People usually aren't able get up-close to, let alone spot, wild oarfish, the elusive, serpent-like, ray-finned ocean creatures that mainly stay in deep open waters.

That's why it was so extraordinary when a group of wildlife enthusiasts, on a kayak trip along the Baja coast in Mexico organized by the Shedd Aquarium in Chicago, happened upon two oarfish swimming along the shallows of a local beach.

Reaching up to 56 feet and about 600 pounds, oarfish typically live in temperate and tropical waters, down to 3,000 feet below the surface.

Despite the fact the distribution of oarfish around the world is considerable and wide, the oarfish almost never visit shallower waters, making footage of them nearly impossible to get.

Oarfish typically live in temperate and tropical waters, down to 3,000 feet below the surface. Yet, despite the fishes' wide distribution, oceanographers and other humans rarely glimpse the four known species of oarfish in the deep sea habitat they prefer.

But, according to National Geographic, the huge fish are harmless to humans, as they eat only tiny plankton and don't have teeth.

Most oarfish encounters happen when the when the animals wash up on beaches dead or are stuck in shallows when they are sick.

The condition of the oarfish filmed along the Baja coast was not determined.

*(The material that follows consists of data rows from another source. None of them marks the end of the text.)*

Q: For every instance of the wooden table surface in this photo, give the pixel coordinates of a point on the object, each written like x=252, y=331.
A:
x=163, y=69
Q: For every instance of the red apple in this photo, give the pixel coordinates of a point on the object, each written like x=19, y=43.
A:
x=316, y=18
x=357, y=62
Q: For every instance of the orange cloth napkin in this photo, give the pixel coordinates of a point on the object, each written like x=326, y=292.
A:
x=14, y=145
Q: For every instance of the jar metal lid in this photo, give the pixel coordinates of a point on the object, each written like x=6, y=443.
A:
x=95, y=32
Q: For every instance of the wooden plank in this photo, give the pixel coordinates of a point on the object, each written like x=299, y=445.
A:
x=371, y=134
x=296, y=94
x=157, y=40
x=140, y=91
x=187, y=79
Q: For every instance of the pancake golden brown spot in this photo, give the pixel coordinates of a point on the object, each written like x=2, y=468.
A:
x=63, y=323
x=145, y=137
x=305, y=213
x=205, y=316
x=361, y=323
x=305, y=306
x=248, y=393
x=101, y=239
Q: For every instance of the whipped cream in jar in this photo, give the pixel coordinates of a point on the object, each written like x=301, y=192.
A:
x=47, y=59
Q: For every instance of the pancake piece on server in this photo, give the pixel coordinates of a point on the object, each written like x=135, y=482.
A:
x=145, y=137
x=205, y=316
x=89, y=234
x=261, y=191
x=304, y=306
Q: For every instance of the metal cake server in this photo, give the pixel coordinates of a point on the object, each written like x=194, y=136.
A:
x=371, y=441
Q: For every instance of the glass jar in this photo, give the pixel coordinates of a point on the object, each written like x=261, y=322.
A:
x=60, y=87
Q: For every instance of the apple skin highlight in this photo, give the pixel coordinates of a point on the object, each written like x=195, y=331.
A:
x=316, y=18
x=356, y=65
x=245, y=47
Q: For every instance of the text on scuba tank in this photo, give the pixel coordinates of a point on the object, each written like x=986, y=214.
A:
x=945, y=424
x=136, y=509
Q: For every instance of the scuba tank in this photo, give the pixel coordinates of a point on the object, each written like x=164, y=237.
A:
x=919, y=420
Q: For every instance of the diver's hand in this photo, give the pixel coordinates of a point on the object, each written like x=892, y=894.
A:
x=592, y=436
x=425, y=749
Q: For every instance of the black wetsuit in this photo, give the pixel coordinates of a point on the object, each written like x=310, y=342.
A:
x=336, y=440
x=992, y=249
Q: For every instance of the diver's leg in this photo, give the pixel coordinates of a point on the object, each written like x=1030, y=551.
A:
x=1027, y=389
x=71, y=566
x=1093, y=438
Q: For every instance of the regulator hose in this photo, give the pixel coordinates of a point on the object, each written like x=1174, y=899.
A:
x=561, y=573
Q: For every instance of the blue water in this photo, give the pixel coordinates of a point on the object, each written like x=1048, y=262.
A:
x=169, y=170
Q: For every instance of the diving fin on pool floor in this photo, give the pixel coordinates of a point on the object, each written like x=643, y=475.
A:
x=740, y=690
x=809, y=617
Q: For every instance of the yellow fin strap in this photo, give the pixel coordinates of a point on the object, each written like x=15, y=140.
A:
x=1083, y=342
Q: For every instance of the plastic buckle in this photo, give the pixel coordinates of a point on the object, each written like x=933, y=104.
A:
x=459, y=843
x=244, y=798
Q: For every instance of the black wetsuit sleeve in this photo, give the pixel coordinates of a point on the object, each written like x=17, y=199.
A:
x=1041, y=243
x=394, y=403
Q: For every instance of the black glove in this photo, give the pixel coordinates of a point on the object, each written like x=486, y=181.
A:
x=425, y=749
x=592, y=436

Last year, according to a story in Discovery News, a dead 18-foot oarfish was pulled to shore by a snorkeler at Catalina Island, about 22 miles from Los Angeles.

Another 14-foot oarfish corpse was found along a beach north of San Diego a few days later.

The giant oarfish sets the mark as the globe's largest bony fish, according to the Florida Museum of Natural History, although whale sharks and basking sharks beat them out as the world's longest fish.

Oarfish, which have jelly-like meat which has little if any market value, sport silver, scale-less and ribbon-like bodies.

The appearance of oarfish is believed by at least some a sign of an impending earthquake. Myth holds that the appearance of oarfish heralds an earthquake. Indeed, scientists say there might be some scientific basis for that perception.

"Deep-sea fish living near the sea bottom are more sensitive to the movements of active faults than those near the surface of the sea.," Kiyoshi Wadatsumi, director of the non-profit earthquake prediction research organization e-PISCO, told the Japan Times after numerous oarfish came near the Japanese coast in 2010.

The oarfish sighting happened after recent quakes around Los Angeles and only one week after another quake in Chile.